When I retired from the world of business in 2001, I decided to see whether I could somehow contribute to reducing the amount of war in the world. With armed conflict causing the suffering of well over 100 million people and costing around $14 trillion per year, it was clear that we needed to find better ways to promote peace. Unlikely as it was, I thought that maybe I could help.
After spending about two years looking for evidence as to where my effort might do the most good, I found none. Following the advice of some senior people in the peacebuilding field, I decided to encourage and to support local citizens to prevent the violence that threatened their communities. Eventually, that led to the formation of the Purdue Peace Project, which has successfully supported locally-led peacebuilding in nearly 20 situations in Africa and Central America. It is now applying what it has learned abroad to address a gun violence problem in an American city.

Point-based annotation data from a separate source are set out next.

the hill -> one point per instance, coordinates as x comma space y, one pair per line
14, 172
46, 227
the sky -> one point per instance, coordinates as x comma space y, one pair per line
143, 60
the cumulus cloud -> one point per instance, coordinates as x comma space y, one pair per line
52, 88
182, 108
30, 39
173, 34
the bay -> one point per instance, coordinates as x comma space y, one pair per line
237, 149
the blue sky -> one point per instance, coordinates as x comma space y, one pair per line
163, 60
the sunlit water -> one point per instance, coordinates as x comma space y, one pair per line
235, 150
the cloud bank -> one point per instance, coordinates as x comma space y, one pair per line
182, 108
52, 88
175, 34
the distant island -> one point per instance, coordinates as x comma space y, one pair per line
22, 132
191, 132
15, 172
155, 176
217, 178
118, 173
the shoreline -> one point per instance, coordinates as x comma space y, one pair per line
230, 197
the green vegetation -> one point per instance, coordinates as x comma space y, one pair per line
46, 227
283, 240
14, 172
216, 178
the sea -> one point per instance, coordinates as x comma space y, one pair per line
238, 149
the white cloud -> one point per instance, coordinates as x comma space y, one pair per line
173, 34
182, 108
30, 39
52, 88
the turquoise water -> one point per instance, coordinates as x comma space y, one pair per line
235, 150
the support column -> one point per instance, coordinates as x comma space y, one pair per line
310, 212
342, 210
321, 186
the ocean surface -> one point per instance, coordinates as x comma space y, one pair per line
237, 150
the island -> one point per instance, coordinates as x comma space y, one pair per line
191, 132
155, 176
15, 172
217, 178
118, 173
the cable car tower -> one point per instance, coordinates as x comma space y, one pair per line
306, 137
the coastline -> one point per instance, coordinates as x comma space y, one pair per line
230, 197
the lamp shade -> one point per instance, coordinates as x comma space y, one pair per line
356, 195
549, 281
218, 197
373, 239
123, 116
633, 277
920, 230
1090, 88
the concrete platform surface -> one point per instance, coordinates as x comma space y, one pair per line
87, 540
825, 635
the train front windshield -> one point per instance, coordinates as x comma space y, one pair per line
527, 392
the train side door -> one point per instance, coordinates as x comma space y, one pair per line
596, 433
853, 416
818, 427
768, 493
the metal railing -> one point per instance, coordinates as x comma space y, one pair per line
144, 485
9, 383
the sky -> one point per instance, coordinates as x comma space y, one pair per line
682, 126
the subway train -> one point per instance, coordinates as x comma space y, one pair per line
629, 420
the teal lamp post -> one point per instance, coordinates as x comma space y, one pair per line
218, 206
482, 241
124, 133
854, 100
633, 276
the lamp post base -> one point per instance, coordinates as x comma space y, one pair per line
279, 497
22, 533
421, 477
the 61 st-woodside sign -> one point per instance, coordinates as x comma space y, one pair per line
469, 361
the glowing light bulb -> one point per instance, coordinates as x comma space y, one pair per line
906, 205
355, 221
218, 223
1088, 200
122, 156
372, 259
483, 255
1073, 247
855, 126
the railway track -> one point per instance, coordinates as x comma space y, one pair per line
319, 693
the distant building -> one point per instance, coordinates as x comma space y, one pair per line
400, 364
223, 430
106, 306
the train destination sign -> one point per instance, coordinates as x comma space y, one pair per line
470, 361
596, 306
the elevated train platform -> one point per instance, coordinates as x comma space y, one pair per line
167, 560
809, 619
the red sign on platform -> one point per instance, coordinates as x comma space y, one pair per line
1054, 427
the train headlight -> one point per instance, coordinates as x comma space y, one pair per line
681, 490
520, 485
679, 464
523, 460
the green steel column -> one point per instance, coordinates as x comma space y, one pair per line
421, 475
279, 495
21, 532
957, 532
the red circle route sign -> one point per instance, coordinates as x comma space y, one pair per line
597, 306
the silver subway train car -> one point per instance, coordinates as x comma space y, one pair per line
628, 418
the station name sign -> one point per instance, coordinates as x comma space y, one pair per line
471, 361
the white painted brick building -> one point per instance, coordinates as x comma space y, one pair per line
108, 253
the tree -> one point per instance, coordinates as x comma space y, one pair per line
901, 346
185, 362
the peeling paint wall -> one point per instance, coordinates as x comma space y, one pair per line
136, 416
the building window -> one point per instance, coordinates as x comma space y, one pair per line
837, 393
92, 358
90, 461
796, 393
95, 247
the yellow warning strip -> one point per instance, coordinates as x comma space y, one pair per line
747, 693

The combined efforts of government and non-government organizations have not been effective enough to prevent wars from inflicting appalling human and economic costs on mankind. What is needed is:
More resources devoted to reducing armed conflict
Better allocation of those resources based on research to determine which peacebuilding activities produce the most results relative to resources expended.
Collaboration to establish priorities, to promote cooperation, and to attract more support for peacebuilding action.
An integrated, cooperative program to promote peace, including an overall strategy, priorities, and plans.
I have arranged to provide funding to the Kroc School of Peace Studies at the University of San Diego to help fill those needs.